TALLAHASSEE, Fla. (AP) — Months after Florida’s Republican-controlled Legislature rejected the idea, the state’s highest court was urged Wednesday to throw out the three-decade-old law that prohibits openly carrying guns in public.

Dale Norman, who had a permit to carry a concealed weapon, was arrested by Fort Pierce police in 2012 because his gun was in a holster as he walked down a sidewalk. He was convicted of a second-degree misdemeanor but appealed his conviction to the Florida Supreme Court with the help of Florida Carry, a gun rights organization that has filed several lawsuits against gun regulations imposed by local governments and state universities.

Eric Friday, the lead attorney for Florida Carry, told justices it was a violation of 2nd Amendment rights for the state to ban people from carrying their guns in public.

“There is a core constitutional right, your honor, to bear arms inside and outside of the home,” Friday said.

Despite Friday’s assertion, justices sounded skeptical about overturning the law, wondering if its removal would lead to a “Wild West” scenario where residents could walk down the street carrying a gun in their hands.

After Friday said the state would never place limits on cameras used by journalists because of 1st Amendment rights, Chief Justice Jorge Labarga retorted: “I don’t think journalists’ cameras kill people.”
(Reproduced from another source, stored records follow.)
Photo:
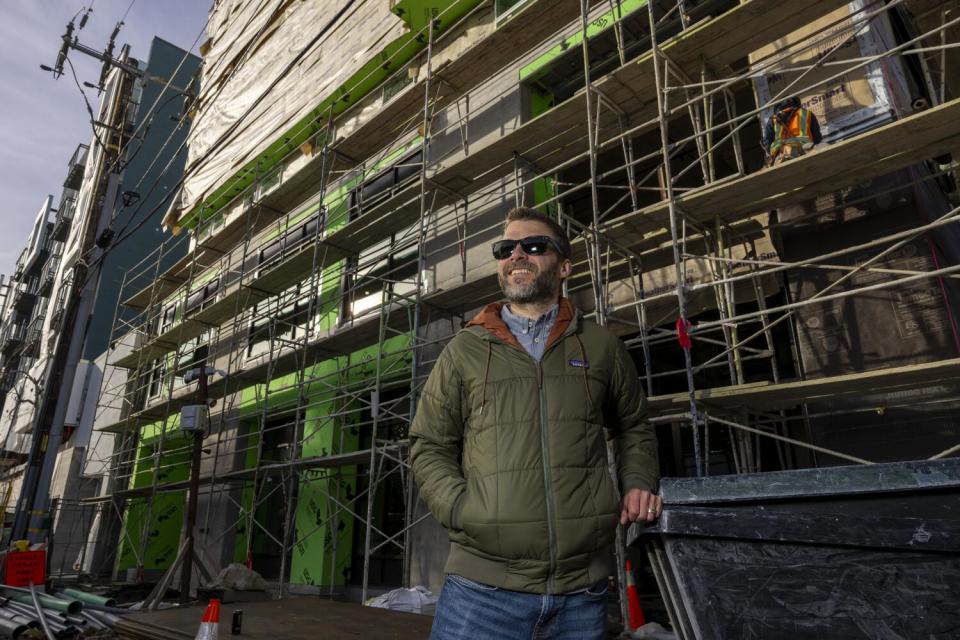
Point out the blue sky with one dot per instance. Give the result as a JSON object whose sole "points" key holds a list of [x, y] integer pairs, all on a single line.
{"points": [[42, 120]]}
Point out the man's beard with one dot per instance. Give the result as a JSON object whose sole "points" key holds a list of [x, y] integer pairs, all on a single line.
{"points": [[543, 287]]}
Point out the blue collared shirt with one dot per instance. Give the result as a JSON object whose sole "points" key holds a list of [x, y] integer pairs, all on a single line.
{"points": [[531, 334]]}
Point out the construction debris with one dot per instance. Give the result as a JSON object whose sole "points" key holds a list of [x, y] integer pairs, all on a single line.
{"points": [[414, 600]]}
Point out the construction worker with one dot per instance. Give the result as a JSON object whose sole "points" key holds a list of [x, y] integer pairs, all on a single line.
{"points": [[791, 132], [508, 449]]}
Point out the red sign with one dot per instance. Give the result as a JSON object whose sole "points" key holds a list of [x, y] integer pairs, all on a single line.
{"points": [[24, 567]]}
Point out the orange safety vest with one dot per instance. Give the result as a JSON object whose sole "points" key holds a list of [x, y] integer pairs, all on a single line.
{"points": [[797, 130]]}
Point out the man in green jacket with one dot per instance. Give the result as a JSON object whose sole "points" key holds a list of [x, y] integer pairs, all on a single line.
{"points": [[508, 447]]}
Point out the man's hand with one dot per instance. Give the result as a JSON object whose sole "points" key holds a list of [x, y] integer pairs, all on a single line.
{"points": [[640, 505]]}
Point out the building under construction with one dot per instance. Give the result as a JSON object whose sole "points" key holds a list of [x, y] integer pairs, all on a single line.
{"points": [[350, 163]]}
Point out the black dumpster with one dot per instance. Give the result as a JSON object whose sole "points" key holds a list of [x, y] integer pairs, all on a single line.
{"points": [[845, 552]]}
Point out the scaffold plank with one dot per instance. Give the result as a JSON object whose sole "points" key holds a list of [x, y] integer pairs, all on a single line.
{"points": [[769, 395]]}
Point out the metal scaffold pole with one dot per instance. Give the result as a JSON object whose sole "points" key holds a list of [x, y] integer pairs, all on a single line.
{"points": [[682, 322]]}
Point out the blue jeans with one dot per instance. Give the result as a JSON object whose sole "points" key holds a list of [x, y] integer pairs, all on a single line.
{"points": [[468, 610]]}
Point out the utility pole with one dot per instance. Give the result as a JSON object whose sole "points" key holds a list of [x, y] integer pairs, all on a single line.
{"points": [[200, 423]]}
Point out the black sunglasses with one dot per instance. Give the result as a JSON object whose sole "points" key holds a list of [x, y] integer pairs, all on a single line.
{"points": [[531, 245]]}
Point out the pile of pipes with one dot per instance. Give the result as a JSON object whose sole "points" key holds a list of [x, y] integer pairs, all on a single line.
{"points": [[26, 614]]}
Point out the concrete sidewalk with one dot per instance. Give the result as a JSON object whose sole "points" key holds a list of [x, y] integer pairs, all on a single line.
{"points": [[297, 618]]}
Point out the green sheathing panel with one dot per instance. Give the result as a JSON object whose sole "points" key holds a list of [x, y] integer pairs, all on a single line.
{"points": [[330, 427], [380, 67], [596, 27], [166, 513]]}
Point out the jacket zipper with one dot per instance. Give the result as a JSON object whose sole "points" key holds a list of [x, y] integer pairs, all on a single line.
{"points": [[545, 458], [547, 481]]}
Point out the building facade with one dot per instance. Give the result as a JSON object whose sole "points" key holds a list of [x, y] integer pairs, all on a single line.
{"points": [[342, 189]]}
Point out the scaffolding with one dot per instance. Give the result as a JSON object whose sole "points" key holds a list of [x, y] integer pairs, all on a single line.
{"points": [[324, 304]]}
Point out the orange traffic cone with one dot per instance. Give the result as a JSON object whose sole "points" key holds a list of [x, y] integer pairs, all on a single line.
{"points": [[210, 625], [634, 610]]}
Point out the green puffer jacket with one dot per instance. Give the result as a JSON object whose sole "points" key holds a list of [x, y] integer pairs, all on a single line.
{"points": [[510, 454]]}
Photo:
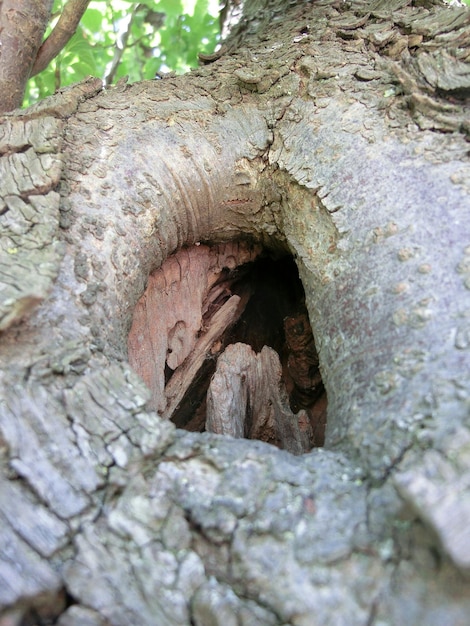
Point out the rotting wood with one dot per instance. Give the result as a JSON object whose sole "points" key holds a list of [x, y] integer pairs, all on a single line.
{"points": [[194, 309], [183, 311], [247, 398]]}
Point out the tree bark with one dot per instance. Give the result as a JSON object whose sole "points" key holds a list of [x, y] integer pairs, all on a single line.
{"points": [[22, 27], [334, 131]]}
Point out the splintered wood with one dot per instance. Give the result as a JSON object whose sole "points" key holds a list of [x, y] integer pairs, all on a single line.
{"points": [[183, 343]]}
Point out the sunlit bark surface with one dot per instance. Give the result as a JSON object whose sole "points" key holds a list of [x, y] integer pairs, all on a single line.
{"points": [[335, 133]]}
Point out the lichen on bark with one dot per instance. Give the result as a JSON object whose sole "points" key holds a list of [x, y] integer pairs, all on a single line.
{"points": [[326, 145]]}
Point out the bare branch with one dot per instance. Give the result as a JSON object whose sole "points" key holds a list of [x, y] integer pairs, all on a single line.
{"points": [[61, 34], [22, 27]]}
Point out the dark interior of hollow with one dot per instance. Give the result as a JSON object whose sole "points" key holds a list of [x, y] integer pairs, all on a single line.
{"points": [[276, 305]]}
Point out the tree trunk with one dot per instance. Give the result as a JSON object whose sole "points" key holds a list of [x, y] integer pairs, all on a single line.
{"points": [[333, 132]]}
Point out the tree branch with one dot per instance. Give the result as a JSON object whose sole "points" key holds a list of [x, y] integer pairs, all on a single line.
{"points": [[61, 34], [22, 27]]}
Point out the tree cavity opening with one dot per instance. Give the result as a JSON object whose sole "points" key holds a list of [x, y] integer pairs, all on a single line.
{"points": [[222, 339]]}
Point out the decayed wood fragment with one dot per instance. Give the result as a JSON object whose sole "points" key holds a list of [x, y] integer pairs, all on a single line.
{"points": [[186, 307], [246, 398]]}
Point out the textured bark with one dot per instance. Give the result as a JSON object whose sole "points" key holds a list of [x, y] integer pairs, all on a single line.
{"points": [[338, 133]]}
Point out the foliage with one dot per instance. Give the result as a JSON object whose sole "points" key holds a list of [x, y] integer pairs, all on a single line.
{"points": [[119, 38], [116, 38]]}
But justices also had some sharp words for the lawyer representing Florida Attorney General Pam Bondi in the case and were critical of the logic used to defend the law. Justice Charles Canady asked how the public was safer by allowing people to carry concealed weapons while banning open carry. Florida has nearly 1.8 million people with permits to carry a concealed weapon.

The Legislature has been sharply debating many of the state’s gun laws the past few years, including the ban on open carry that passed the full House this spring but was not considered by the Senate. Gun right advocates, noting that many other states allow open carry, have vowed to push for the legislation again in 2017.